Review: The Hunters (18) / Directed by: Chris Briant / Screenplay by: Michael Lehmann / Starring: Steven Waddington, Chris Briant, Tony Becker, Diana Agron, Terence Knox, Jay Brown / Release date: Out Now
The Hunters makes great play of the facts that it “stars” Diana Agron (from TV’s Glee, apparently) and that it features music by Mark (X Files) Snow. But hold on there, put away your credit card…even Agron’s most fevered fans will be disappointed by what’s little more than a couple of blink-and-there-she-was-appearances by their musical heroine and let’s remember that Snow’s finest hour was the haunting theme to The X Files and that he spent the next nine years punctuating Mulder, Scully and co’s adventures with random irritating bits of tinkly piano background stuff. You might then, chose to take a chance on The Hunters because of its promise of a taut tale of tearaway teens being stalked around a forest by a terrifying predator – because that’s what the film’s publicity occasionally cheekily suggests is in store. Wrong again. What you get for your money is a dry, dreary and rather long-winded story about a group of disenfranchised middle aged men who trap and torture young people in an abandoned fortress in a forest in Luxemburg. And it’s not as much fun as it sounds.

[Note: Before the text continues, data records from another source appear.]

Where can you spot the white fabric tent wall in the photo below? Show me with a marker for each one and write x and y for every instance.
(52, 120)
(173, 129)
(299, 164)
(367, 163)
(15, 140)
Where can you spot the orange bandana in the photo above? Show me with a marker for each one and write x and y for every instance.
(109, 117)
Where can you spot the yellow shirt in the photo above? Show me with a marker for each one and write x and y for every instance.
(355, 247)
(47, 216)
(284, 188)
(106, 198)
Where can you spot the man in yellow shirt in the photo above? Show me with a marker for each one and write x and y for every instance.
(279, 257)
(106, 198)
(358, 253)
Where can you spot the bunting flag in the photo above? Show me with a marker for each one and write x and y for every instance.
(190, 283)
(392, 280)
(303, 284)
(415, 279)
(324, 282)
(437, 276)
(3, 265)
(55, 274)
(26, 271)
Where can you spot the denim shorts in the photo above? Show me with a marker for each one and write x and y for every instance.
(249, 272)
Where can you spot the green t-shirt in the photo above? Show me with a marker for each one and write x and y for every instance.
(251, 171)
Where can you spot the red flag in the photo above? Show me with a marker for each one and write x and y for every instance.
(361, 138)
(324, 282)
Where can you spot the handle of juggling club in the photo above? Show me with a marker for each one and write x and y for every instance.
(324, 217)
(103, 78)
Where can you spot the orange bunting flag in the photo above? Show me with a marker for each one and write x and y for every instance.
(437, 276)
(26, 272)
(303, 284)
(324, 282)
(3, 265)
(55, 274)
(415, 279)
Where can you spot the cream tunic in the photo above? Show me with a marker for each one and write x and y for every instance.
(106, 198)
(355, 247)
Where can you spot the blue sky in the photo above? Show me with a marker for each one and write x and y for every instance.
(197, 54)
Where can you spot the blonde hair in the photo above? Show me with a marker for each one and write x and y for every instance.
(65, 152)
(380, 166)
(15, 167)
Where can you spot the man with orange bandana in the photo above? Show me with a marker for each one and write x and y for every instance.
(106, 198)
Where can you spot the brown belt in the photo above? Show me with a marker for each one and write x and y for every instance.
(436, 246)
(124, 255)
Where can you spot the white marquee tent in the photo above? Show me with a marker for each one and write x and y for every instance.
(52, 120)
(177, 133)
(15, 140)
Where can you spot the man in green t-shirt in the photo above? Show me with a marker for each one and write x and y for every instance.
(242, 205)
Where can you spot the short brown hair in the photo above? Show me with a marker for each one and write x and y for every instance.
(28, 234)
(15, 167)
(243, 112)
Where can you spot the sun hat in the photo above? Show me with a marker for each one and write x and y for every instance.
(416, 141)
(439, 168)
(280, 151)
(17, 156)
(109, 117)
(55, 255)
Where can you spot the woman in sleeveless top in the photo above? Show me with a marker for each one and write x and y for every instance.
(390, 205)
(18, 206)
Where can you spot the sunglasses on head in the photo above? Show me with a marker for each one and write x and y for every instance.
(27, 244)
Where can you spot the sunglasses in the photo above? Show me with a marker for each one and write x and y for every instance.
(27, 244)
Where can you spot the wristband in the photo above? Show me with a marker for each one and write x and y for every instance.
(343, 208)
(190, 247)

The Hunters is entirely forgettable and for its first forty minutes or so it looks as if the plot has gone completely missing, replaced by a string of poorly-defined, desperately-uninteresting characters with little in the way of personality but a lot of traumatic psychological baggage which the sluggish script seems to think is enough to get by. Troubled Iraq War vet-turned-detective Le Saint (Briant) is concerned by the reports of a spate of disappearances and, despite the orders of his punchable shouty boss, carries out his own investigations which lead him to Fort Goben, a dilapidated old wartime fortress turned into a human game preserve by a bunch of disillusioned, downtrodden dead-enders.
Before Le Saint stumbles upon the secret of Fort Goben he bumps into the lovely Alice (Agron) and there are the first flickers of a romance. Unfortunately Alice scarcely appears in the film again and when she does there’s precious little connection between her and Le Saint. For reasons which strain credibility and coincidence to breaking point Alice and her pompous boyfriend end up at Fort Goben and become unwitting prey for the hunters. Fortunately Le Saint is already on the scene and has had a peculiar confrontation with one of the hunters but, with the others on the scene and determined to keep their secret lives undiscovered, Le Saint find himself trapped and hunted and fighting for his life.

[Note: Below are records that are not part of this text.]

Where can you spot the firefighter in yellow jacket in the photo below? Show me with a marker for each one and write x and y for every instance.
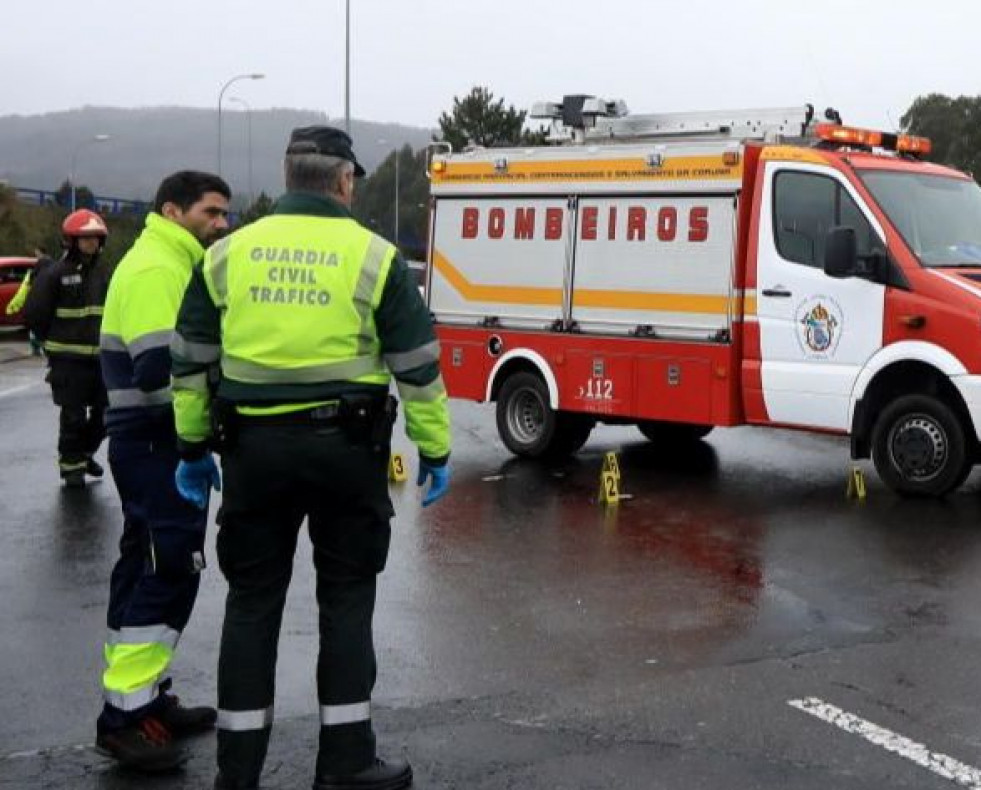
(161, 553)
(302, 318)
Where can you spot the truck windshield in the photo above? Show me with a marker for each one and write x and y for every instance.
(938, 216)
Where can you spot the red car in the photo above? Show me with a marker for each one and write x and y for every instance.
(12, 274)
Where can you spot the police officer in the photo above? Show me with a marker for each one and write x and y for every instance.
(307, 314)
(161, 553)
(63, 309)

If The Hunters is worth watching at all – and I’m not saying it is – then it’s for the last half an hour when something finally happens after forty-odd minutes of talking and walking about. The Fort Goben location is dripping with eerie atmosphere and serves as a wonderfully-effective stamping ground for the hunters and their prey but the film’s clumsy direction doesn’t manage to build on any of its potential for creating tension, the action scenes are poorly-handled and, with none of the characters having been depicted as particularly sympathetic, it’s really hard to care who lives or who dies or why the hunters have chosen such uncharacteristic and brutal behaviour just because they’re having a mid-life crisis.
Even by straight-to-DVD standards The Hunters, whilst it has decent production values and some acceptable performances, is just a waste of time as it takes far too long to get going and by the time it does your patience will have long since run out.